Une révolution à la fois commerciale et marketing est en marche : les cabinets qui n’avaient pas le droit de faire de publicité auparavant, s’ouvrent à ces disciplines fondamentales de notre temps.

Les différentes prestations que peut vendre un expert-comptable/commissaire aux comptes

Un cabinet d’expertise-comptable peut proposer à ses clients une large palette de prestations, de services et de compétences. Les technologies et la législation devenues de plus en plus complexes, obligent les cabinets d’expertise-comptable, à spécialiser leurs équipes, voire à se spécialiser eux-mêmes sur des marchés de niche.

Les prestations les plus courantes sont bien entendu, toutes les prestations directement liées à la comptabilité, la fiscalité et les prestations sociales.

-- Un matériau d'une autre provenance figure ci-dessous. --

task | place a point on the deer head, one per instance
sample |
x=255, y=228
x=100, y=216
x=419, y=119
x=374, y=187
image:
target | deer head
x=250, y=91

Ces missions sont regroupées en 3 grands types :

La mission de présentation des comptes annuels

C’est la mission majeure des cabinets. L’expert-comptable a la responsabilité d’attester les comptes, c’est-à-dire qu’il doit avoir l’assurance raisonnable qu’il n’a rien découvert qui remette en cause la cohérence et la vraisemblance des comptes. Tout ou partie de la comptabilité de la société est tenue par le cabinet, et l’entreprise lui confie en général la mission d’établir les déclarations fiscales et sociales dont il a alors la responsabilité. Il faut rappeler ici qu’une société n’est jamais obligée de faire appel à un expert-comptable.

La mission d’examen limité des comptes annuels

Cette mission aboutit à l’établissement d’une attestation indiquant que l’expert-comptable n’a pas relevé « d’élément remettant en cause la régularité et la sincérité des comptes annuels, ni l’image fidèle du patrimoine, de la situation financière et du résultat de l’entreprise à la clôture de l’exercice ». C’est une assurance plus faible que celle d’un audit, mais elle comprend notamment :

  • la mise en place d’une comptabilité générale conforme aux nouveaux textes et aux normes professionnelles,
  • l’établissement des comptes annuels (bilan, compte de résultat, annexe),
  • l’analyse et le suivi de la trésorerie,
  • l’organisation de la société et celle du système d’information
  • la mise en place d’un contrôle interne,
  • l’élaboration et la présentation du rapport de gestion

 

La mission d’audit contractuel

L’entreprise elle-même ou des tiers, comme les banques, fait appel de manière volontaire, à l’expert-comptable pour une mission d’audit contractuel quasiment identique à celle d’audit légal (réalisé par des commissaires aux comptes et imposé par la loi) : contrôles de l’organisation de la société, et notamment du contrôle interne, contrôle des pièces par sondages, appel à des confirmations extérieures (vérification auprès des banques, des clients, des fournisseurs) etc. A la fin de sa mission, l’expert comptable donne une attestation de sincérité. Il « certifie que les comptes audités sont réguliers et sincères et donnent une image fidèle du patrimoine, de la situation financière et du résultat des opérations de l’entité, et reflètent donc une image sincère et fidèle de l’entreprise ».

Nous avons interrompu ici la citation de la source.